Former BSO school resource deputy subpoenaed to face MSD Public Safety Commission

Scott Peterson could be held in contempt of court if he fails to show up

SUNRISE, Fla. – The Marjory Stoneman Douglas High School Public Safety Commission met Wednesday to talk about safety in schools, and some major developments came out of the meeting about who will speak at a future meeting. 

"He went to the second floor, he went to the third floor and he had an empty gun in that building five times," Pinellas County Sheriff Bob Gualtieri said about the gunman who took the lives of 17 people. 

Gualtieri said the gunman, Nikolas Cruz, therefore was able to reload his weapon multiple times, which was a missed opportunity for law enforcement to take down the threat.

The Stoneman Douglas safety commission continues its scrutiny about the missed warning signs while coming up with solid preventions.

Max Schachter, whose son, Alex, 14, was killed in the Feb. 14 shooting, sits on the panel and believes an easily accessible phone app where people can anonymously report others could be key.

"If we can identify those kids ahead of time that are at risk, we can hopefully stop a lot of these school shootings.
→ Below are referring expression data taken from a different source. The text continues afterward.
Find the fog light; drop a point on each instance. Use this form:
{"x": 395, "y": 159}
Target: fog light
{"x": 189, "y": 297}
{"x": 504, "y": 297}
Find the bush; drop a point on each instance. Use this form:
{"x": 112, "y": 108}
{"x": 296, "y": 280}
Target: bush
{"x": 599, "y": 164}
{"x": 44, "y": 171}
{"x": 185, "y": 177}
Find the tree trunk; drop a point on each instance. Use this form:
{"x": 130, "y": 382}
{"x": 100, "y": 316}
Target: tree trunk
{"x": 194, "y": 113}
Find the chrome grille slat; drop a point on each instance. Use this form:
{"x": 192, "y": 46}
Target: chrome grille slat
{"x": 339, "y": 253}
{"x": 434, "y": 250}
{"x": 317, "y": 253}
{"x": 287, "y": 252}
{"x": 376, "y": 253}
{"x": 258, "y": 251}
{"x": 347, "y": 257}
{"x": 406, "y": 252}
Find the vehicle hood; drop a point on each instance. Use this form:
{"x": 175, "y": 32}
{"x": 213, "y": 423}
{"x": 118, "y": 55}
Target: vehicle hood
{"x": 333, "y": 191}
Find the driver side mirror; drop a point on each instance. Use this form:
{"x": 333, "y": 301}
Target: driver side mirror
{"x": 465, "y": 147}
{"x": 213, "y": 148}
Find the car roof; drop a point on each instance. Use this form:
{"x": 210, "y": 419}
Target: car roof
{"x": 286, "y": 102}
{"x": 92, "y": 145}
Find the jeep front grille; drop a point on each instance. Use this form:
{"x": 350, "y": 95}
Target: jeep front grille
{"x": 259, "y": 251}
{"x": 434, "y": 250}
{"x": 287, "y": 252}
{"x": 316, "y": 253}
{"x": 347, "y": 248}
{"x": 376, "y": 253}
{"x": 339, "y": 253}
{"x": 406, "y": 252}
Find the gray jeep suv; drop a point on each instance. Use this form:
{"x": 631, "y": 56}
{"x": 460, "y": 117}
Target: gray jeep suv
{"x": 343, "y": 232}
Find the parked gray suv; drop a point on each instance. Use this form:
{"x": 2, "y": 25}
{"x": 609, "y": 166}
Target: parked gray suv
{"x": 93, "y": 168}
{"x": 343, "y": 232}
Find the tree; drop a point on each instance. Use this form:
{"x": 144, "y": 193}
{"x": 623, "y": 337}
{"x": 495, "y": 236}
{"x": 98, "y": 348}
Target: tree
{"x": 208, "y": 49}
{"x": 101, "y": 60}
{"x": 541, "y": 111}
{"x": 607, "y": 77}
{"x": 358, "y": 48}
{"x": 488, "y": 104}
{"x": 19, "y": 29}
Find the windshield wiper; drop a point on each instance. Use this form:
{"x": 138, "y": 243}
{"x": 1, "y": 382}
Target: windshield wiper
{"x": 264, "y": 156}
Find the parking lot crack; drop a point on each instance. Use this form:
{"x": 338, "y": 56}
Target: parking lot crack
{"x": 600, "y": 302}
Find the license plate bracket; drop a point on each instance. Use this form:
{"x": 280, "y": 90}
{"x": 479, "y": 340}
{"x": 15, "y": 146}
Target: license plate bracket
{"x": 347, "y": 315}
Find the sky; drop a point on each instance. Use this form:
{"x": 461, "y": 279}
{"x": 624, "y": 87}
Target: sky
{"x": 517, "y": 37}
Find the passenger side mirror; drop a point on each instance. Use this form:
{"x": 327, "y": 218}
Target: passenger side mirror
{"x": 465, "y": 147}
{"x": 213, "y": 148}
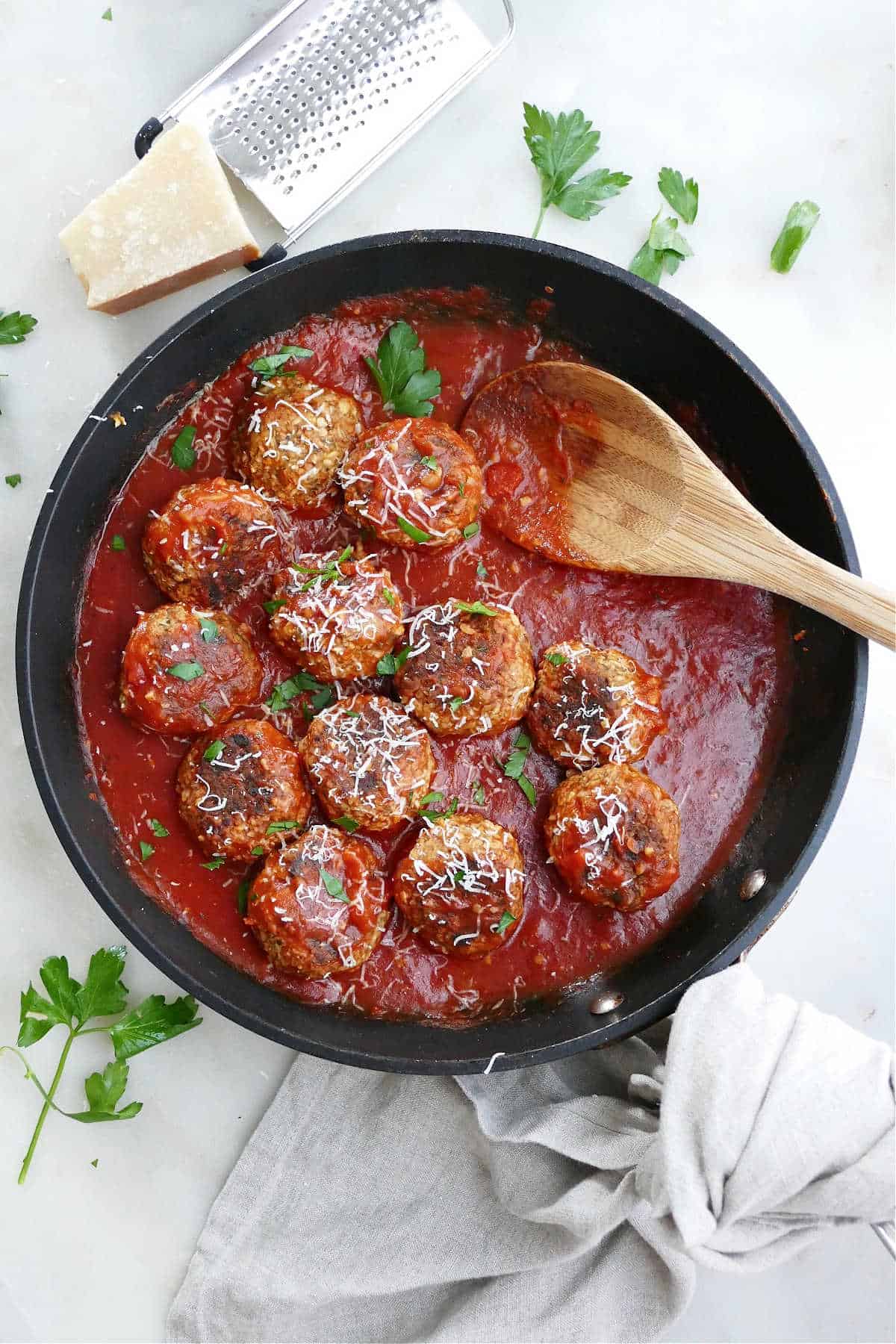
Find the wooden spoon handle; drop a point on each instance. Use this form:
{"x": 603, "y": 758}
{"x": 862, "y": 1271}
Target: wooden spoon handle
{"x": 825, "y": 588}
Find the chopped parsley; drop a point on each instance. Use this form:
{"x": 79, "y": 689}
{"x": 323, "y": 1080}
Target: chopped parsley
{"x": 406, "y": 385}
{"x": 273, "y": 363}
{"x": 335, "y": 887}
{"x": 801, "y": 220}
{"x": 415, "y": 534}
{"x": 390, "y": 663}
{"x": 183, "y": 455}
{"x": 287, "y": 691}
{"x": 559, "y": 147}
{"x": 514, "y": 765}
{"x": 186, "y": 671}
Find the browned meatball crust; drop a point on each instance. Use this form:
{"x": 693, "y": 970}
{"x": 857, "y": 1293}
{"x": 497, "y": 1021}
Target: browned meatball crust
{"x": 240, "y": 789}
{"x": 319, "y": 906}
{"x": 184, "y": 671}
{"x": 336, "y": 617}
{"x": 594, "y": 706}
{"x": 211, "y": 542}
{"x": 292, "y": 438}
{"x": 613, "y": 835}
{"x": 461, "y": 885}
{"x": 467, "y": 671}
{"x": 368, "y": 762}
{"x": 415, "y": 482}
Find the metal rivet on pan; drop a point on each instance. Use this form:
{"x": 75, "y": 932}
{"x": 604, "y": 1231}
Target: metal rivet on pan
{"x": 753, "y": 883}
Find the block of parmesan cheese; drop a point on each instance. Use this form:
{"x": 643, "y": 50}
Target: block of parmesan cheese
{"x": 167, "y": 223}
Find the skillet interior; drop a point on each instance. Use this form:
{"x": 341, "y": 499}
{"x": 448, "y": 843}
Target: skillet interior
{"x": 626, "y": 327}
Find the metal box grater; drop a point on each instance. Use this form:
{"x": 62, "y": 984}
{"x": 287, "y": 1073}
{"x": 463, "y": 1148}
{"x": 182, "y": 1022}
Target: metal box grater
{"x": 327, "y": 90}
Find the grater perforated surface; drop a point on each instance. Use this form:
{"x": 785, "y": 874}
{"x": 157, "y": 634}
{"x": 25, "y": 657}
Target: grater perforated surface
{"x": 328, "y": 90}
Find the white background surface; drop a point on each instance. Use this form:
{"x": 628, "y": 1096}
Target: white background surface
{"x": 763, "y": 104}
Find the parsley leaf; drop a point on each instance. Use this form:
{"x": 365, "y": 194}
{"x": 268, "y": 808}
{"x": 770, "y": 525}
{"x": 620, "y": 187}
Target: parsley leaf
{"x": 183, "y": 455}
{"x": 15, "y": 327}
{"x": 186, "y": 671}
{"x": 273, "y": 363}
{"x": 406, "y": 386}
{"x": 287, "y": 691}
{"x": 665, "y": 249}
{"x": 104, "y": 1092}
{"x": 801, "y": 220}
{"x": 559, "y": 147}
{"x": 152, "y": 1023}
{"x": 390, "y": 663}
{"x": 73, "y": 1006}
{"x": 335, "y": 887}
{"x": 684, "y": 196}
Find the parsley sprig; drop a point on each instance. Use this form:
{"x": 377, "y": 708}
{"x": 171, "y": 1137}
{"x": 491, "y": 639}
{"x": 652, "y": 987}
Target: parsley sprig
{"x": 559, "y": 147}
{"x": 406, "y": 385}
{"x": 72, "y": 1004}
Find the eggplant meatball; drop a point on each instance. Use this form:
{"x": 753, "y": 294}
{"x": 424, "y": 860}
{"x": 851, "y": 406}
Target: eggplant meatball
{"x": 615, "y": 836}
{"x": 461, "y": 886}
{"x": 336, "y": 617}
{"x": 594, "y": 706}
{"x": 469, "y": 670}
{"x": 211, "y": 542}
{"x": 368, "y": 762}
{"x": 414, "y": 482}
{"x": 292, "y": 440}
{"x": 319, "y": 906}
{"x": 240, "y": 789}
{"x": 184, "y": 671}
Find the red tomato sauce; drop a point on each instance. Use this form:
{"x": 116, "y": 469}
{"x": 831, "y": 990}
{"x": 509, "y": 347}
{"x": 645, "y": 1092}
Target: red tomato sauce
{"x": 723, "y": 651}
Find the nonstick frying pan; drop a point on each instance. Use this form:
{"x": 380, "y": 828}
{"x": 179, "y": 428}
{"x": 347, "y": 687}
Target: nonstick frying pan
{"x": 626, "y": 327}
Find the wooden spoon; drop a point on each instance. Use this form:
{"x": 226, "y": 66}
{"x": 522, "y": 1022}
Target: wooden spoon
{"x": 590, "y": 472}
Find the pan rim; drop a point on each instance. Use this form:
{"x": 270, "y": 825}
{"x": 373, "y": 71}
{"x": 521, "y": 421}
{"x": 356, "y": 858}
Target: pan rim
{"x": 479, "y": 1041}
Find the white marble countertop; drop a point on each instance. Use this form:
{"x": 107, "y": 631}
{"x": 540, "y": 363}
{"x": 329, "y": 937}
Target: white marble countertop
{"x": 763, "y": 104}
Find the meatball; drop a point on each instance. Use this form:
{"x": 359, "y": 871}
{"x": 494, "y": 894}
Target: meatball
{"x": 211, "y": 542}
{"x": 615, "y": 836}
{"x": 469, "y": 670}
{"x": 240, "y": 789}
{"x": 292, "y": 440}
{"x": 184, "y": 671}
{"x": 461, "y": 886}
{"x": 368, "y": 762}
{"x": 336, "y": 617}
{"x": 414, "y": 482}
{"x": 319, "y": 906}
{"x": 591, "y": 706}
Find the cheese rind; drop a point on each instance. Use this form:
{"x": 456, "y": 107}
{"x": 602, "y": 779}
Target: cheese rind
{"x": 167, "y": 223}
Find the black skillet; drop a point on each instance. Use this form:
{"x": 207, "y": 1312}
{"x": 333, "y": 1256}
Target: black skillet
{"x": 626, "y": 327}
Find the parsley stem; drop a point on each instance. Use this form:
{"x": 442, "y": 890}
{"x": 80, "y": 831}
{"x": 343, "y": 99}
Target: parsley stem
{"x": 535, "y": 231}
{"x": 46, "y": 1107}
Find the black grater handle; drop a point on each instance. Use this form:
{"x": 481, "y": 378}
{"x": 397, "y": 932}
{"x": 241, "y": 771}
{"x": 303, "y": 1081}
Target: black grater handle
{"x": 146, "y": 136}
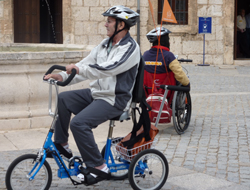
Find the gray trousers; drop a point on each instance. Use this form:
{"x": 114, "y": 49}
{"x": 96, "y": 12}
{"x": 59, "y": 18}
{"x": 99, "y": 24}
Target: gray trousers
{"x": 89, "y": 113}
And the app in Colorado has stopped over 600 school shootings," Schachter said. "Post Parkland, 21 states are looking to adopt this app."

Broward Sheriff's Office school resource Deputy Scott Peterson was on campus the day of the shooting, but never encountered the shooter as he moved about the building.

An up close look at surveillance video from outside Stoneman Douglas was scrutinized at Wednesday's meeting.

"Why didn't he go in?" Schachter asked. "He could've done something. Why did he go away and hide? He could've saved those six kids' lives on the third floor -- why?"

Peterson resigned after nationwide scrutiny, including from the sheriff and the president, who publicly called him a coward.

Peterson has just been subpoenaed to face the panel next month.

"He told what I think is a self-serving story on 'The Today Show' in a very, very friendly environment," Gualtieri said. "And he should answer questions about it in a very objective body. This is to ask questions in figuring out what happened, and we need to know what he did, what he didn't do and why he didn't do it."

Peterson is expected to face the commission in October. If he fails to show up, he could be held in contempt of court.